Abstract

Epilepsy is considered the second neurological disease in a coma after stroke. Famous markers of epilepsy are repetitive seizures, their origin is stroma and cortical deformation. A neurologist would be assisted by identifying Epileptogenic Zones EZ when diagnosing epilepsy.. Source localization is utilized to identify regions known as EZ, which are of excessive discharges. It consists of both forward and inverse problems. The forward problem models the head through analytical and numerical methods. The inverse problem can be resolved using several techniques to locate the cerebral abnormal sources, via the electrophysiological recording biomarkers. In our study, we will investigate four distributed inverse problem methods: minimum norm estimation MNE, standardized low-resolution brain electromagnetic tomography sLORETA, maximum entropy on the mean MEM, Dynamic statistical parametric maps dSPM, to define epileptic networks connectivity of spiky and oscillatory events. We will examine the epileptic network connectivity using Phase Locking Value (PLV), Phase Transfert Entropy (PTE) for oscillatory events, cross-correlation (CC), and Granger Causality (GC) for spiky events applied on 5 pharmaco resistant subjects. We suggest rating the effectiveness of these networks in locating EZ through a phase of confrontation within iEEG transitory and oscillatory networks connectivity by exploring concordant nodes, their distance, propagation delays connection strength, and their cooperation in recognition of seizure onset zone.

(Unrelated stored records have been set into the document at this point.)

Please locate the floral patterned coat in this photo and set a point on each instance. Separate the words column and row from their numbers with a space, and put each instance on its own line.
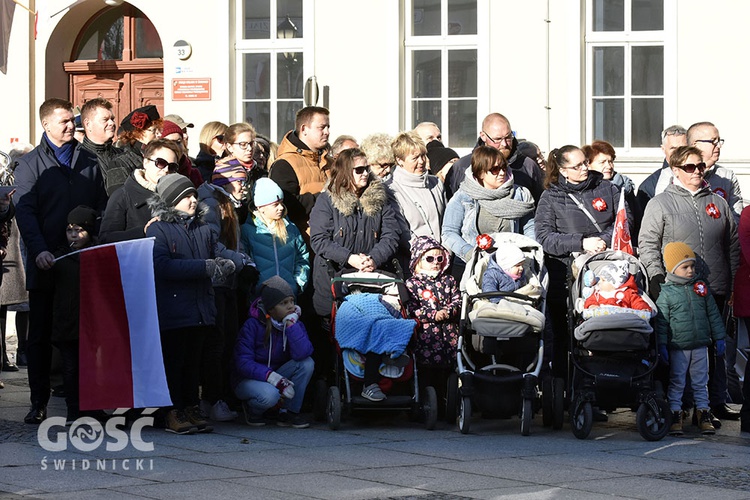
column 436, row 341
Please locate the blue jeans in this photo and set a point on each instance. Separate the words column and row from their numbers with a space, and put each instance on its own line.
column 261, row 395
column 694, row 361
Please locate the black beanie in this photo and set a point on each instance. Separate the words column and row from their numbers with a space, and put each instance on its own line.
column 274, row 290
column 174, row 187
column 85, row 217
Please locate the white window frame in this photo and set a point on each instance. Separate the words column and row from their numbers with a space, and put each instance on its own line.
column 628, row 39
column 272, row 46
column 446, row 43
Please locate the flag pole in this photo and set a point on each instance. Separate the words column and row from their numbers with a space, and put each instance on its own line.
column 17, row 2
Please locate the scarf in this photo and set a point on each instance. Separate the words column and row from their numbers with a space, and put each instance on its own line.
column 497, row 202
column 64, row 153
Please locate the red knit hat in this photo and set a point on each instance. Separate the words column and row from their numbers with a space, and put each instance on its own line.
column 170, row 128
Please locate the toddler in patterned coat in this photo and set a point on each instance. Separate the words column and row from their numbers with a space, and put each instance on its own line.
column 435, row 302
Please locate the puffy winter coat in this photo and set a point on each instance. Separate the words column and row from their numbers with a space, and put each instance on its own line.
column 290, row 261
column 255, row 358
column 561, row 226
column 184, row 295
column 342, row 225
column 702, row 220
column 127, row 212
column 688, row 316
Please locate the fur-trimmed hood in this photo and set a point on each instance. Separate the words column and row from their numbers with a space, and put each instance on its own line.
column 167, row 213
column 372, row 201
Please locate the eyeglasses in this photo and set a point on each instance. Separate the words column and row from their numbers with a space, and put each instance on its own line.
column 580, row 166
column 244, row 144
column 691, row 167
column 713, row 142
column 508, row 139
column 162, row 163
column 497, row 169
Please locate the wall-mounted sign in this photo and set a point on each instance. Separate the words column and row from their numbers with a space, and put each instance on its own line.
column 191, row 89
column 183, row 50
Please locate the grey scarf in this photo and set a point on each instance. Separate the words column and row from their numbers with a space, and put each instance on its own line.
column 498, row 202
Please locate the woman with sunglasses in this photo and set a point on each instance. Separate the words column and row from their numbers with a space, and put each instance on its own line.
column 127, row 215
column 575, row 215
column 418, row 194
column 690, row 212
column 211, row 148
column 488, row 201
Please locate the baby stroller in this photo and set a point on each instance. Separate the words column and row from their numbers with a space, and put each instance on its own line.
column 398, row 381
column 500, row 345
column 613, row 353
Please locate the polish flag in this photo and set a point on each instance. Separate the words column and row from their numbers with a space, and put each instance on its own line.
column 621, row 231
column 121, row 364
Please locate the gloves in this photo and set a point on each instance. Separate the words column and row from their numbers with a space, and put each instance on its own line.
column 654, row 286
column 664, row 354
column 284, row 385
column 721, row 348
column 222, row 269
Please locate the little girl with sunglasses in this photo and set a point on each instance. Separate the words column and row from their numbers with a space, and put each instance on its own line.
column 435, row 302
column 504, row 271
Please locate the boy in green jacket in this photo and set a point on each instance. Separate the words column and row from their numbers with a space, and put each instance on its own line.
column 687, row 322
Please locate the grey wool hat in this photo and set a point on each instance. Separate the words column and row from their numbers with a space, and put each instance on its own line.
column 174, row 187
column 274, row 290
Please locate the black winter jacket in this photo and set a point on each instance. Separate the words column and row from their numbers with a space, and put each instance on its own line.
column 45, row 193
column 342, row 225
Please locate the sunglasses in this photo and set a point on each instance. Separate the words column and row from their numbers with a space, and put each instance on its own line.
column 496, row 170
column 162, row 163
column 691, row 167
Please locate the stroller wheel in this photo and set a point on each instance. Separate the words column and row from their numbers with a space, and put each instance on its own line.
column 429, row 407
column 527, row 413
column 582, row 418
column 464, row 415
column 333, row 409
column 558, row 403
column 653, row 419
column 451, row 399
column 321, row 400
column 547, row 402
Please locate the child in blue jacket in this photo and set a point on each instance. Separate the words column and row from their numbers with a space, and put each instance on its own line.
column 272, row 363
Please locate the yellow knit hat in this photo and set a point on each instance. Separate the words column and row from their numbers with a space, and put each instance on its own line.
column 675, row 253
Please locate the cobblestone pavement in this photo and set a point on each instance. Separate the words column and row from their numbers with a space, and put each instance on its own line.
column 378, row 457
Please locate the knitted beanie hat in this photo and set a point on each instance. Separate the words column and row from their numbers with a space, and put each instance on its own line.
column 675, row 253
column 170, row 128
column 174, row 187
column 85, row 217
column 266, row 192
column 508, row 255
column 273, row 291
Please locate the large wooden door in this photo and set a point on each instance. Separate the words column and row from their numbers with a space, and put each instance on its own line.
column 118, row 56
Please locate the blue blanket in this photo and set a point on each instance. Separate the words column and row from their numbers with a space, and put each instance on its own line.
column 364, row 324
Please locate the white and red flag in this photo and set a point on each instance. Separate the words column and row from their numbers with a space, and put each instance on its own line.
column 121, row 364
column 621, row 231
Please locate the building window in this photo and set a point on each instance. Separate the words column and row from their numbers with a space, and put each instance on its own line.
column 270, row 58
column 442, row 64
column 625, row 41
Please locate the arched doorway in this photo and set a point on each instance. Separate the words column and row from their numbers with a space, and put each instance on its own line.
column 118, row 55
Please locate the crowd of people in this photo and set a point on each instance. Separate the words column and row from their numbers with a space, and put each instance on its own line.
column 248, row 233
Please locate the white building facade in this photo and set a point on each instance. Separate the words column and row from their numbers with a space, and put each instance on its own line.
column 563, row 71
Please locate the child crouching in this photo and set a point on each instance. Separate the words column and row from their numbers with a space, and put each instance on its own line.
column 272, row 363
column 687, row 322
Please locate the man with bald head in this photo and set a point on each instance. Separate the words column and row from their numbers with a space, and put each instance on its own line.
column 705, row 136
column 496, row 132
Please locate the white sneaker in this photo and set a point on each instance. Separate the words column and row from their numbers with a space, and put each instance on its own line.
column 220, row 412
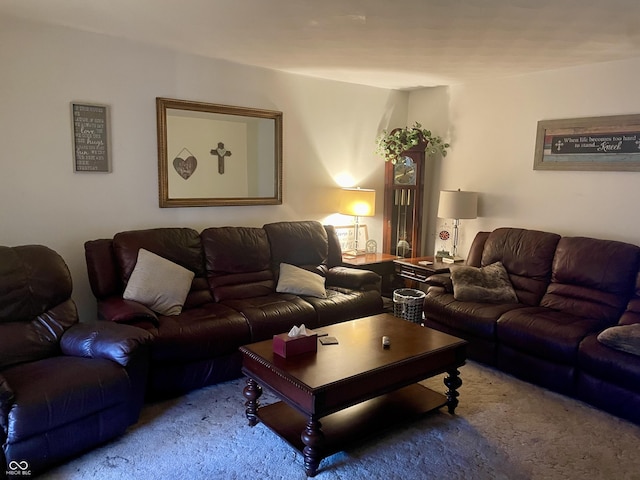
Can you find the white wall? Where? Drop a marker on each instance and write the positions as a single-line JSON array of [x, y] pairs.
[[493, 132], [329, 129]]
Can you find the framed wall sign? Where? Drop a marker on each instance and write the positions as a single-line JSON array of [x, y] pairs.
[[90, 137], [212, 154], [590, 143]]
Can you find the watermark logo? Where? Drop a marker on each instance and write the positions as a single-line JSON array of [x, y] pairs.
[[18, 468]]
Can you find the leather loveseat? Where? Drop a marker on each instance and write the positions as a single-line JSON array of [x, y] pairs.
[[568, 290], [65, 386], [234, 297]]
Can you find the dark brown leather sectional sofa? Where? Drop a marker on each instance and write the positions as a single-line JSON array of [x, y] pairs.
[[65, 386], [569, 289], [233, 299]]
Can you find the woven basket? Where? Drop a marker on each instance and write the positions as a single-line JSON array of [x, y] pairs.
[[408, 304]]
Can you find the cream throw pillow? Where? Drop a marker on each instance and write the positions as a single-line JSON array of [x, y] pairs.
[[489, 284], [622, 337], [299, 281], [158, 283]]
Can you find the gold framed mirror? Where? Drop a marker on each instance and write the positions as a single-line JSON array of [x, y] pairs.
[[213, 155]]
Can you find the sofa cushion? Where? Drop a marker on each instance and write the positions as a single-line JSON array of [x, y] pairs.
[[299, 281], [275, 313], [158, 283], [199, 333], [622, 337], [302, 243], [592, 278], [612, 366], [486, 284], [468, 318], [59, 390], [545, 333], [527, 255]]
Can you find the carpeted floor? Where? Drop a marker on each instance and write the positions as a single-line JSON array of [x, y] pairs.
[[503, 429]]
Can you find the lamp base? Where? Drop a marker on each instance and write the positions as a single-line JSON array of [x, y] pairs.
[[353, 253], [454, 259]]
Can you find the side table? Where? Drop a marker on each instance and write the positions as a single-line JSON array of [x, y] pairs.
[[419, 269]]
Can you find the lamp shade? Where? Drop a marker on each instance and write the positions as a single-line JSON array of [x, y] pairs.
[[456, 204], [358, 202]]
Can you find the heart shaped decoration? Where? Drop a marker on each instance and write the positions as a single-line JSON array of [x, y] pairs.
[[185, 167]]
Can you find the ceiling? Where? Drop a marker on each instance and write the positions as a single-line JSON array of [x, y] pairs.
[[396, 44]]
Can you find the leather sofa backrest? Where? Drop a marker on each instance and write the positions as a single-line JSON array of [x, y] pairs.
[[474, 259], [238, 262], [35, 303], [527, 255], [334, 258], [179, 245], [303, 243], [592, 278], [632, 312], [102, 268]]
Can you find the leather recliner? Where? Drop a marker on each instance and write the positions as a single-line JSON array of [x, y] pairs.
[[65, 386]]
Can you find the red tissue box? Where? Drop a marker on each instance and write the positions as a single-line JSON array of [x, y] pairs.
[[287, 346]]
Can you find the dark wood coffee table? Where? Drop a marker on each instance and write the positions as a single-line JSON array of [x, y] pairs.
[[357, 387]]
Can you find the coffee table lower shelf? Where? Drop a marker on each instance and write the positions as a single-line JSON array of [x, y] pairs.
[[354, 424]]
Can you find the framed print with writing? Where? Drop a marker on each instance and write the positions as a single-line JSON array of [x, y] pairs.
[[590, 143], [90, 137]]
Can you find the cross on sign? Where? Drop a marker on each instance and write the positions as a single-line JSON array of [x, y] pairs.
[[221, 152]]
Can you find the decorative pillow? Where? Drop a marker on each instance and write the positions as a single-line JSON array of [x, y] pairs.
[[299, 281], [622, 337], [158, 283], [489, 284]]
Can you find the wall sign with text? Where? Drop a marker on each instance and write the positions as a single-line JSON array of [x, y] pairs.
[[91, 146], [590, 143]]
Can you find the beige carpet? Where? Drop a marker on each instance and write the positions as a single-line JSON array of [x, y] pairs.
[[504, 429]]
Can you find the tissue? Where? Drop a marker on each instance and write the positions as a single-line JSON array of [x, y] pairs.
[[297, 331], [297, 341]]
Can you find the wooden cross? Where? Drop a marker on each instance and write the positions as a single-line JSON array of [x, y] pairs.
[[221, 152]]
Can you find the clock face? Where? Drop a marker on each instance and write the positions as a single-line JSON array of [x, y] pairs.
[[404, 172]]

All studied techniques of the inverse problem, connection metrics, for both biomarkers of the 5 patients succeed in detecting at least one part of SOZ. sLORETA provides the highest concordant nodes and the closed one for spiky events using CC and GC. sLORETA also depicts the lowest propagation delay for oscillatory events using PTE. Through the 5 patients, MEM, dSPM, and MNE using CC, CG for spiky events, and PTE, PLV for oscillatory activities provide about 72 % of concordant nodes between MEG and iEEG.